The location of the Vatican on the territory of a belligerent state greatly complicated matters as regards relations with both the host country and those on the opposite side. The situation was further complicated by the nature of the relationship with the Italian state, which continued to be tense for ideological reasons and because of objective circumstances. Ideologically, the Vatican rejected the secular state, and some sectors of the government and some political forces in the country were anti-clerical. On the practical level, there were no official diplomatic relations. On various occasions, the Holy See referred to the jurisdictionalism of Italian ecclesiastical legislation and the censorship of war (which, according to the Pope, seemed, above all, to penalize Catholics) in order to highlight the failure of the Law of Guarantees as a guarantee of its freedom and independence: that is, to give visibility to the Roman Question. In anticipation of this, the Italian government, in signing the secret Treaty of London (26 April 1915), had added a clause (Article 15) designed to exclude the involvement of the Holy See in the peace negotiations, which could have resulted in the movement of the discussion on this issue to an international context.[24]


Aside from the fears of the Italian government, there is no doubt that, during the conflict, the Pope tried to act as a supranational moral guide and mediator between the parties in conflict. He employed intense diplomatic activity, to promote peace between the two sides, especially from the summer of 1915 onwards. This culminated in the note of 1 August 1917 in which the Pope called the war a “senseless slaughter”, threatening to deny it the status of a “just war”, and therefore delegitimizing it in the eyes of the people, if the belligerents did not start peace negotiations.[25] The note, negatively received by both sides, gave rise in Italy to a new wave of controversy against the Pope in Italy, which did not even fade when, after Caporetto, the Holy See agreed to the Italian government’s request for the intervention of the bishops and their clergy to support the morale of the people and the army, and facilitate the latter’s military operations.[26]

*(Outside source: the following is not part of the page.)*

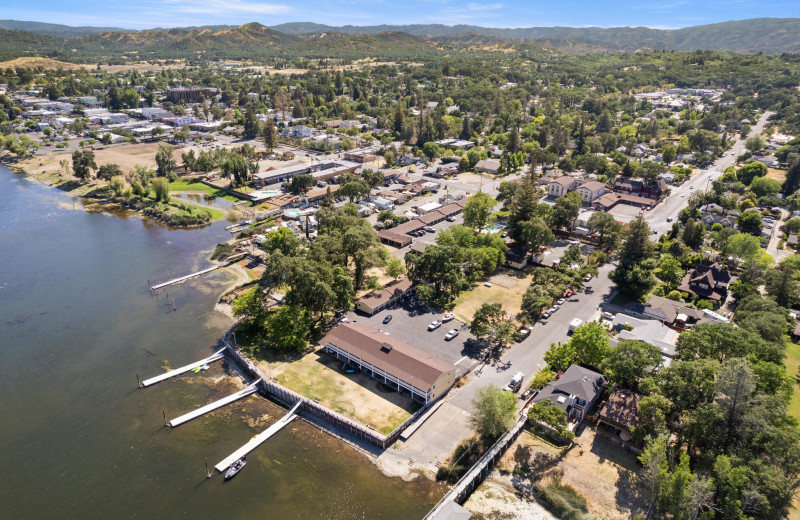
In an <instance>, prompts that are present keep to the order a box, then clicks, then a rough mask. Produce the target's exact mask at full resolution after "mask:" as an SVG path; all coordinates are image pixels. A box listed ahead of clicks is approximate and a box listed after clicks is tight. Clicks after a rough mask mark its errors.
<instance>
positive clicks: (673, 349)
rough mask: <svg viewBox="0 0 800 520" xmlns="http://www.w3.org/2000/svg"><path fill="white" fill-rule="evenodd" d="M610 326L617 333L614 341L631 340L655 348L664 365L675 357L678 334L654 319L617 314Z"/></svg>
mask: <svg viewBox="0 0 800 520" xmlns="http://www.w3.org/2000/svg"><path fill="white" fill-rule="evenodd" d="M611 324H612V327H613V328H614V329H615V330H617V332H618V334H617V336H616V338H615V340H620V339H631V340H637V341H644V342H645V343H649V344H651V345H653V346H656V347H658V348H659V349H660V350H661V355H662V357H663V358H664V364H665V365H668V364H669V363H670V360H671V359H672V358H673V357H674V356H675V345H677V342H678V335H679V334H678V332H677V331H676V330H674V329H671V328H669V327H667V326H666V325H664V324H663V323H662V322H660V321H658V320H654V319H640V318H636V317H634V316H631V315H629V314H625V313H622V312H618V313H617V314H616V315H615V316H614V321H612V322H611Z"/></svg>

The hostility to the Holy See, however, was not generalized. Its acquiescence, in various circumstances, to the government and military mobilization in supporting the war-time commitment of the clergy and laity during the conflict had significantly weakened anticlerical views. In fact, until spring-summer 1919, there seemed to be a base for reconciliation and the definition of a common solution of the Roman Question. The political and social tensions inside the country, however, made it slip down the government agenda and it was revisited only under the Fascist regime.[27]